Penelitian terbaru mengungkapkan korelasi antara peningkatan suhu panas sebagai akibat dari perubahan iklim dengan kecenderungan konsumsi gula tambahan oleh masyarakat. Didukung oleh jurnal Nature Climate Change, penelitian ini menyoroti dampak cuaca panas terhadap keinginan orang untuk mengonsumsi minuman manis seperti soda, jus, atau es krim.
Dilansir dari The Star, Duo Chan, salah satu peneliti dari Universitas Southampton, menyatakan bahwa lingkungan tempat tinggal seseorang berpengaruh pada pola makan mereka, dan perubahan iklim dapat berdampak negatif pada kebiasaan makan. Tim peneliti dari Inggris dan Amerika Serikat menganalisis data pembelian makanan rumah tangga di AS selama 2004-2019 dan menemukan hubungan antara suhu dan konsumsi gula tambahan.

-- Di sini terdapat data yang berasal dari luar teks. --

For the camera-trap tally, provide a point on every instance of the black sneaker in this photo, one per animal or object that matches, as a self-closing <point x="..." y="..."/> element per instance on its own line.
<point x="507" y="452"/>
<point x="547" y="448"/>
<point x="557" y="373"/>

Menurut model penelitian tersebut, setiap kenaikan suhu 1 °C dapat mendorong orang untuk menambah konsumsi gula hingga 0,7 gram per hari. Hal menariknya, peningkatan ini lebih signifikan terjadi pada orang dengan pendapatan rendah dan tingkat pendidikan terbatas. Bahkan, peneliti menyebutkan bahwa dalam skenario iklim yang “terburuk,” masyarakat rentan bisa mengonsumsi hingga 5 gram gula tambahan per hari pada akhir abad ini.
Organisasi kesehatan seperti American Heart Association (AHA) merekomendasikan batas konsumsi gula tambahan harian bagi pria dan wanita, namun penelitian ini menyoroti potensi risiko kesehatan akibat peningkatan konsumsi gula. Meskipun demikian, penelitian juga menunjukkan bahwa peningkatan konsumsi gula melambat ketika suhu melewati 30 °C, kemungkinan karena perubahan pola makan masyarakat dalam menghadapi cuaca panas.
Dengan lonjakan konsumsi gula global dalam beberapa dekade terakhir, telah terbukti bahwa konsumsi zat aditif manis ini membawa risiko serius seperti obesitas, diabetes, dan penyakit jantung. Penelitian ini menjadi peringatan bagi kita semua untuk mempertimbangkan dampak perubahan iklim terhadap kebiasaan makan dan kesehatan kita.